The changes to the college scorecard are generally a good idea, but I remain concerned about students’ ability to access the information. Even if the scorecard is required to be posted on a college website (like certain outcome measures currently are), it does not mean that it will be easy to access. For example, the graduation rate for first-time, full-time students who received a Pell Grant during their first year of college must be posted on the college’s website, but actually finding this information is difficult. I hope outside groups (such as CAP) will continue to publicize the information, as greater use of the data is the best way to influence colleges’ behavior.

More Fun With College Rankings

I was recently interviewed by Koran Addo of the (Baton Rouge) Advocate regarding my work with the Washington Monthly college rankings. I’ve had quite a few phone and e-mail exchanges with college officials and the media about my work, but I want to highlight the resulting article both because it was extremely well done and because it highlights what I consider to be the foolish obsession with college rankings.

Two pieces of the article deserve special attention. First, consider this tidbit:

“LSU System President and Baton Rouge Chancellor William Jenkins said he was ‘clearly disappointed’ to learn that LSU had tumbled six spots from 128th last year to 134th in the U.S. News ‘Best Colleges 2013’ list.”

I wish that college rankings came with confidence intervals—which would provide a rough guide of whether a change over time is more than what we would expect by chance or statistical noise. Based on my work with rankings, I can safely say that such a small change in the rankings is not statistically significant and certainly not educationally meaningful.

The next fun quote from the article is from LSU’s director of research and economic development, Nicole Baute Honorée. She argues that only rankings from the National Science Foundation matter:

“Universities are in the knowledge business, as in creating new knowledge and passing it along. That’s why the NSF rankings are the gold standard.”

The problem is that research expenditures (a) do not guarantee high-quality undergraduate education, (b) do not have to be used effectively in order to generate a high score, and (c) do not reward many disciplines (such as the humanities). They are a useful measure of research clout in the sciences, but I would rely on them as only one of many measures (which is what the Washington Monthly rankings have done since long before I took the reins).
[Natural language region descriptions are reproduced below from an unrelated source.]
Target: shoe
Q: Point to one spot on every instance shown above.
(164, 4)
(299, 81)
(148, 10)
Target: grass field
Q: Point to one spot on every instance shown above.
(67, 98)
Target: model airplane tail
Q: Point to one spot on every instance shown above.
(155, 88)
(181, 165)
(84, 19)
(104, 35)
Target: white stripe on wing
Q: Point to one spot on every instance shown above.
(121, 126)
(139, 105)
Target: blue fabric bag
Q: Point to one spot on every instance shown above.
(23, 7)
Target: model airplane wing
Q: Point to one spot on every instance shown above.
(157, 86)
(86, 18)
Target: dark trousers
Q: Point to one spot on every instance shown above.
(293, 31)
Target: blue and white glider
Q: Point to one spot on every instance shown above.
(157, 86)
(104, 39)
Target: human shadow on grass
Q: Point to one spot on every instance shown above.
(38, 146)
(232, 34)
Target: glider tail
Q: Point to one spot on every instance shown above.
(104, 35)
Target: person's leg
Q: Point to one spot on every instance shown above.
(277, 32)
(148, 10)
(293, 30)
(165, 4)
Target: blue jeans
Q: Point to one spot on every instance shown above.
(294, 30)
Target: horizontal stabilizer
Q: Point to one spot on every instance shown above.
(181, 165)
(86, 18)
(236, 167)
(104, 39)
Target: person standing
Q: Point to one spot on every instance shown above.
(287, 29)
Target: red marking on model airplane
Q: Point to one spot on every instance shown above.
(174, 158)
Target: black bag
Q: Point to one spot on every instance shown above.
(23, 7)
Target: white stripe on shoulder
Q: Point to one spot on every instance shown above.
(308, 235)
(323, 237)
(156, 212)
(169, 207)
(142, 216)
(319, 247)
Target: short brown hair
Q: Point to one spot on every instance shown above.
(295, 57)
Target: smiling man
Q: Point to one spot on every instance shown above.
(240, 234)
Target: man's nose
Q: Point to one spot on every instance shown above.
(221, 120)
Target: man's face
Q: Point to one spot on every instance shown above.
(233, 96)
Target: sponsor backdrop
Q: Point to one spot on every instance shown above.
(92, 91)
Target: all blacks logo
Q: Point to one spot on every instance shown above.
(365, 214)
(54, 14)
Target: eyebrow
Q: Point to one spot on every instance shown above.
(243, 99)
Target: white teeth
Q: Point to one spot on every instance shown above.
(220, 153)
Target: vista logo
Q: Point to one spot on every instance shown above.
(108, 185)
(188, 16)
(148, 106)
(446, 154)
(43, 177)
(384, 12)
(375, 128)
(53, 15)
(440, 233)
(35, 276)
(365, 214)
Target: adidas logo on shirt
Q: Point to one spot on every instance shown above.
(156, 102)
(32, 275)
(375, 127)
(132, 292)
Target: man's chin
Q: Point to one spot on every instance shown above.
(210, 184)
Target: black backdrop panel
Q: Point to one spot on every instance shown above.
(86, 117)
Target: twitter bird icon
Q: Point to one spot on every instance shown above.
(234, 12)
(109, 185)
Once again, I urge readers not to rely on a single measure of college quality—and to make sure any measure is actually aligned with student success.

Pell Grants and Data-Driven Decisions

I am a big proponent of making data-driven decisions whenever possible, but sadly that isn’t the case among many policymakers. Recently, in an effort to reduce costs, Congress and the Obama Administration agreed to reduce the maximum number of semesters of Pell Grant eligibility from 18 to 12 (which is in line with the federal government’s primary graduation rate measure for students attending four-year colleges). However, this decision was made without considering the cost-effectiveness of the policy change or even without a good idea of how many students would be affected.

Today’s online version of The Chronicle of Higher Education includes a piece that I co-authored with Sara Goldrick-Rab on this policy change. We’re both strong proponents of data-driven decision making, as well as conducting experiments whenever possible to evaluate the effects of policy changes. We come from very different places on the political spectrum (which is why we disagree on whether the federal government can and should hold states accountable for their funding decisions), but there are certainly fundamental points that are just a part of an effective policymaking process.